Vinse il cancro da bambina, diventa medico e ora è pronta a volare nello spazio con SpaceX

Sarà la più giovane americana di sempre e la prima con una protesi a viaggiare nello spazio. Quando fu colpita da un tumore alle ossa aveva solo 10 anni

TiscaliNews

Hayley Arceneaux, oggi 29enne, due anni fa è diventata assistente medico al St. Jude Children's Research Hospital di Memphis, lo stesso ospedale pediatrico dove da piccola è sopravvissuta a un tumore alle ossa. Ed è stato proprio il St. Jude, il suo nuovo datore di lavoro, che ha dato alla giovane infermiera un'opportunità più unica che rara. Alla fine dell'anno, se il progetto rispetterà il tabellone di marcia, Hayley diventerà la più giovane americana e la prima con una protesi a viaggiare nello spazio.

La battaglia contro il tumore

Quando il cancro la colpì a soli 10 anni, Hayley aveva fatto una promessa a se stessa: se fosse guarita, sarebbe diventata infermiera per aiutare gli altri bambini e avrebbe fatto il giro del mondo. Il 2021 sarebbe dovuto essere l'anno in cui Hailey avrebbe visitato i cinque continenti, ma a quanto pare la ragazza non avrà il tempo di coronare il progetto, almeno per come l'aveva progettato. Invece, Hayley andrà nello spazio.

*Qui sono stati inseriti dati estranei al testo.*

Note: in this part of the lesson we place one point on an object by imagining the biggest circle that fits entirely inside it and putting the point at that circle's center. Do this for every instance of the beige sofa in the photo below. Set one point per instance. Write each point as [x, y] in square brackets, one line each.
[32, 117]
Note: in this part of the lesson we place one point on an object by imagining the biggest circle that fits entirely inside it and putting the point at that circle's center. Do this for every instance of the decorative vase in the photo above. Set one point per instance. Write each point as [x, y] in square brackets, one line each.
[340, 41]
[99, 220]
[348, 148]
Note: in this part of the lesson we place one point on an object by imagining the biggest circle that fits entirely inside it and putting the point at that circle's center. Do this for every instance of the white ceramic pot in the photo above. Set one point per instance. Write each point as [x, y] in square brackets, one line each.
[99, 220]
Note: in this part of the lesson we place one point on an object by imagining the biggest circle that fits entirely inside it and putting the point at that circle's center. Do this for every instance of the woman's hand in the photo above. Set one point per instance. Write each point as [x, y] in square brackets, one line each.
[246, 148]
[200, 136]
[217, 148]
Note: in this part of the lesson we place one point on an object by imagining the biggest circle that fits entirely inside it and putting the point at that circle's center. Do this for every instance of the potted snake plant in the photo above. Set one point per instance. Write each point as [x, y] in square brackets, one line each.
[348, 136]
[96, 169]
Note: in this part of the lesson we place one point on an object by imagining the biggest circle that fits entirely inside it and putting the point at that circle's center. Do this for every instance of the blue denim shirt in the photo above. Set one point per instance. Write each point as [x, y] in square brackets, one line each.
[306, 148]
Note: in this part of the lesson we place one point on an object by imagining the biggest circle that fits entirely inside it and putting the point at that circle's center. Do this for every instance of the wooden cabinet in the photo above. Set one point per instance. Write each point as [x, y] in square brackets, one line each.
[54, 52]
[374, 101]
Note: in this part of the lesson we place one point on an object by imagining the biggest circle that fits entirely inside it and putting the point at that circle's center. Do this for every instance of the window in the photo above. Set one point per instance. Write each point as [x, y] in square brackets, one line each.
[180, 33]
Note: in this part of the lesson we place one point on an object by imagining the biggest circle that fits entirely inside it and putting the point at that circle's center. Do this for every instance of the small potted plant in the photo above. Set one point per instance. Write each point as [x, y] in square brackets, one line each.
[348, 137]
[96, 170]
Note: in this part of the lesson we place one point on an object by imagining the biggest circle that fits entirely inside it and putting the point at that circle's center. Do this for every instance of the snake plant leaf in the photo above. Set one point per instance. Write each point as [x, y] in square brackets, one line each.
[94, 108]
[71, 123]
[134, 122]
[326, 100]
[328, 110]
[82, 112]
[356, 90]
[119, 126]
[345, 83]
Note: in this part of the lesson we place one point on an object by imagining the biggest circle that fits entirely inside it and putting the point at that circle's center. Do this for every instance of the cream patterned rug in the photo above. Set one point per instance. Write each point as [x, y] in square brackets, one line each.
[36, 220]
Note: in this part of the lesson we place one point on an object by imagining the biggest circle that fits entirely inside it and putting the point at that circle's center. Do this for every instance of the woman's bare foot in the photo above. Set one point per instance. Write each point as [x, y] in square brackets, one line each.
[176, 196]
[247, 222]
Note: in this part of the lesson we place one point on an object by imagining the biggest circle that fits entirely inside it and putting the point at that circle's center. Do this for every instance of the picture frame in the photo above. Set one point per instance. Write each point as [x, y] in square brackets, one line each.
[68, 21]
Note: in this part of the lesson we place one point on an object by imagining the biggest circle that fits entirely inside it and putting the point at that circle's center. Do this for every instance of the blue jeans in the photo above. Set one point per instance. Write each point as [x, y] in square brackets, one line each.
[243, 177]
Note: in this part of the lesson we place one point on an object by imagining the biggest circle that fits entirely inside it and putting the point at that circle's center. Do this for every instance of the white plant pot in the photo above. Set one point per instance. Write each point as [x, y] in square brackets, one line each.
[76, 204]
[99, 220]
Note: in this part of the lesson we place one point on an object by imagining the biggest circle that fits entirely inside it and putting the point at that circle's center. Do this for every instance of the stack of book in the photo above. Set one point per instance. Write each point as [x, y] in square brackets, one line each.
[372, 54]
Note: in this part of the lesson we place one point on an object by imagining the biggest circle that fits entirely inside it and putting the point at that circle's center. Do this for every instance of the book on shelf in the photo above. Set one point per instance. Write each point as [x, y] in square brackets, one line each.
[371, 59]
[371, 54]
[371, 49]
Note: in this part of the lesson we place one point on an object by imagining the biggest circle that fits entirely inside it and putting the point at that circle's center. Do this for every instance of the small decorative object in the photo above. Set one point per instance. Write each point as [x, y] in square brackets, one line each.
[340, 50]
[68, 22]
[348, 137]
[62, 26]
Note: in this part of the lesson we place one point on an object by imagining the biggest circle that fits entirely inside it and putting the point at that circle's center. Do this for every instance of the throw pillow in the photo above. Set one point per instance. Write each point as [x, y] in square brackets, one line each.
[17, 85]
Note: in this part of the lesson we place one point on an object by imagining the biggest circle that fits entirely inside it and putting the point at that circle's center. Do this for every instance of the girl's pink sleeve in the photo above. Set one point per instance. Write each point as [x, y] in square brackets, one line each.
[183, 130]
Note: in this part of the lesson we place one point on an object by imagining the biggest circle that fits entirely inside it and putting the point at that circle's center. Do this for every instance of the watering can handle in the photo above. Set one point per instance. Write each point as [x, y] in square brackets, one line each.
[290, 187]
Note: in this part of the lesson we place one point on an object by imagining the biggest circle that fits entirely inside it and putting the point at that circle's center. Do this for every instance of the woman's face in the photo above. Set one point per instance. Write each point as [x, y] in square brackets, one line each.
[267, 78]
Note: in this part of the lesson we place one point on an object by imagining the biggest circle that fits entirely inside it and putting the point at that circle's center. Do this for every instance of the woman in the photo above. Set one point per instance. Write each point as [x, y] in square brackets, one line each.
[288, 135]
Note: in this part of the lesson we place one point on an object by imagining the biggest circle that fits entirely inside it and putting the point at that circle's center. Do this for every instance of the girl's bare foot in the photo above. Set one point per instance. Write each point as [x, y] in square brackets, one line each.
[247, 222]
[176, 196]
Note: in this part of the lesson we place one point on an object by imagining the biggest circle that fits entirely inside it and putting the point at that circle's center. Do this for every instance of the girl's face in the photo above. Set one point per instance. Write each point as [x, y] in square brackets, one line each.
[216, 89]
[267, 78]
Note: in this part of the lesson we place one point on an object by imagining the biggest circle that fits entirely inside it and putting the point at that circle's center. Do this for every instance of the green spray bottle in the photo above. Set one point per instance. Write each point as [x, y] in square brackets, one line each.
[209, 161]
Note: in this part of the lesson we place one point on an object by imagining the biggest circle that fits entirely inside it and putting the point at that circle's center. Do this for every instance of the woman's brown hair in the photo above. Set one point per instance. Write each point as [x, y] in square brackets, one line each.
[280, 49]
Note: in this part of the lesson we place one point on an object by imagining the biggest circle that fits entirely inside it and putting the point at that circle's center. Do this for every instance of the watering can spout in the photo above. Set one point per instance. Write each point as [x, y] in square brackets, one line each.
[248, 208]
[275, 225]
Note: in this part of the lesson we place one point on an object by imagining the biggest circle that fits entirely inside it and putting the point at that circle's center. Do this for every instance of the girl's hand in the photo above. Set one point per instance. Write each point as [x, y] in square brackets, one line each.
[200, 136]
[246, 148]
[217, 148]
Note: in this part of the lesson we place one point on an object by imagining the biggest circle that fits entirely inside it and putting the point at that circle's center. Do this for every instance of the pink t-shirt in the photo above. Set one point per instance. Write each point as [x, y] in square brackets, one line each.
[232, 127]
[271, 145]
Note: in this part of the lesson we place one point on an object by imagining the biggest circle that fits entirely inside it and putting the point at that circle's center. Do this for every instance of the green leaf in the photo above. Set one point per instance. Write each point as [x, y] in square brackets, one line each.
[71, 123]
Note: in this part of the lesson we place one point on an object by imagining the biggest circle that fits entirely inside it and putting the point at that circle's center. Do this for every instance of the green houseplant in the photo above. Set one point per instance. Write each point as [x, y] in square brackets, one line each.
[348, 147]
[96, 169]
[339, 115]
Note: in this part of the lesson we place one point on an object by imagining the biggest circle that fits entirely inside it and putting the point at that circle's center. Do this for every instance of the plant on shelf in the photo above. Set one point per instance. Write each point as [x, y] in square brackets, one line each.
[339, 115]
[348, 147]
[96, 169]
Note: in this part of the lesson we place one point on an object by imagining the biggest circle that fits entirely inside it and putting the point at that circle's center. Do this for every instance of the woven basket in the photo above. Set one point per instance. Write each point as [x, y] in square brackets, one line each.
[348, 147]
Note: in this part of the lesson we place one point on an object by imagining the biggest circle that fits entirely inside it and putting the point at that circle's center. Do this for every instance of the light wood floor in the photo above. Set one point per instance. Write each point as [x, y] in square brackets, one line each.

Nessun astronauta professionista a bordo

St. Jude ha annunciato che Arceneaux farà parte dell'equipaggio di quattro persone di Inspiration 4, la prima missione spaziale in cui nessuno a bordo sarà un astronauta professionista. La missione, il cui decollo è previsto dalla base spaziale Kennedy in Florida, servirà per raccogliere fondi per St. Jude, uno dei pochi ospedali che cura bambini malati di cancro senza farsi pagare. "Ma anche per dimostrare ai sopravvissuti al cancro che nulla è impossibile", ha spiegato Hayley.

Pilastro della speranza

Ai comandi della missione sarà Jared Isaacman, 38enne pilota e miliardario del tech che in gennaio aveva annunciato di aver acquistato il volo da SpaceX e che avrebbe donato gli altri tre posti a bordo a membri del pubblico con l'obiettivo di raccogliere 200 milioni di dollari a favore di St. Jude. Isaacman voleva dare al volo un significato speciale. Oltre a fare da medico a bordo, Arceneaux occuperà la poltrona destinata dall'imprenditore a rappresentare il "pilastro della speranza".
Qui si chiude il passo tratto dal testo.